The multi-system and multi-sensor setup mirrors what is typically found in Retail Stores today which is where EdgeX infrastructure can work as a data highway. We split the work on the 3 systems amongst the 5 team members and started in earnest around mid-afternoon on the first day. I remember we finished 70% of the work on the first day and about 30% on the second.

We had several learnings along the way as we experienced the different software and hardware pieces:

  1. There is more than one way to install EdgeX on the target system via containers or snaps. Since we were comfortable with containers, we used the same and did not run into any significant issues during setup.
  2. We ran into some hurdles while using Ubuntu 18.04 for Intel Openvino installation. Turned out Ubuntu 18.04 changes how the mirror sites work for downloading dependencies, reinstating these settings seemed to help.
  3. It was difficult to make changes to the device profile in EdgeX to add additional variables for the new sensors we wanted to add to the system. It required multiple re-installs of the EdgeX system, I believe this is a known issue and only way to work around this is to purge the database and/or re-install.
  4. We also wanted to showcase remote management using Intel vPRO but ran into issues trying to use the snap version of the software.

We were able to work through items 1, 2 and 3 with help from the expert team from Intel but had to abandon item 4. The final solution looked like the following:

We had System 1 running camera analytics using Openvino such that any negative emotions detected in the customer were triggering a ‘1’ to the EdgeX  MQTT device service. We added two additional device services to receive product information via the bonus camera setup (this was the surprise element in the hackathon and had bonus points if included in the solution) and the RFID sensor. The dashboard created using Intuiface REST API tools enabled a real time view of the sensors. Depending on the product and the customer emotion analysis it would provide real time chart of the check out lane. If the customer exceeded ‘x’ amount of time with neutral, disgust or anger (any negative emotion), the software on system 1 would change the data from ‘0’ to ‘1’ to the MQTT device service. The custom software we wrote to extend the device and cloud services sent this data to the Nexmosphere sensor management software so the LED’s would turn ON. Given the real time chart and the LED status, the store associate can offer to help the customer before being called to help.
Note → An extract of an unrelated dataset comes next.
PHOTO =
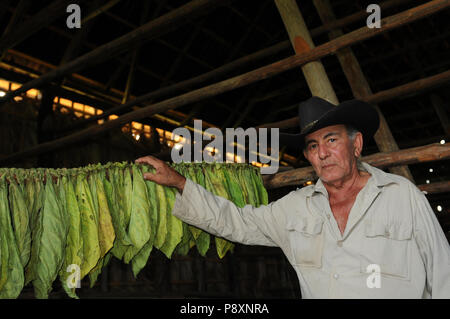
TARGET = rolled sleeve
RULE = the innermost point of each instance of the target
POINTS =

On day 2, we explained our motivation behind the work to the judging team ahead of the formal presentation. It was great to hear their questions and understand their perspective, we did not realize we ended up creating a solution that could support multiple use cases. I remember we titled the work and selected the use case ‘Enhanced Customer Experience during Checkout’.

Throughout this flurry of activity, we had opportunities to network with other teams, look at some of the cool work they were doing. We also interacted with the experts from LF Edge member companies like Intel, Dell and Canonical, which gave us first hand opportunity to provide feedback towards the next revision of EdgeX. The hackathon was very well organized, had great food and even included a live music jam session on day 1!

Although it was a new venue and a new team, it all came together in the end. Team Intel/Intuiface won second place!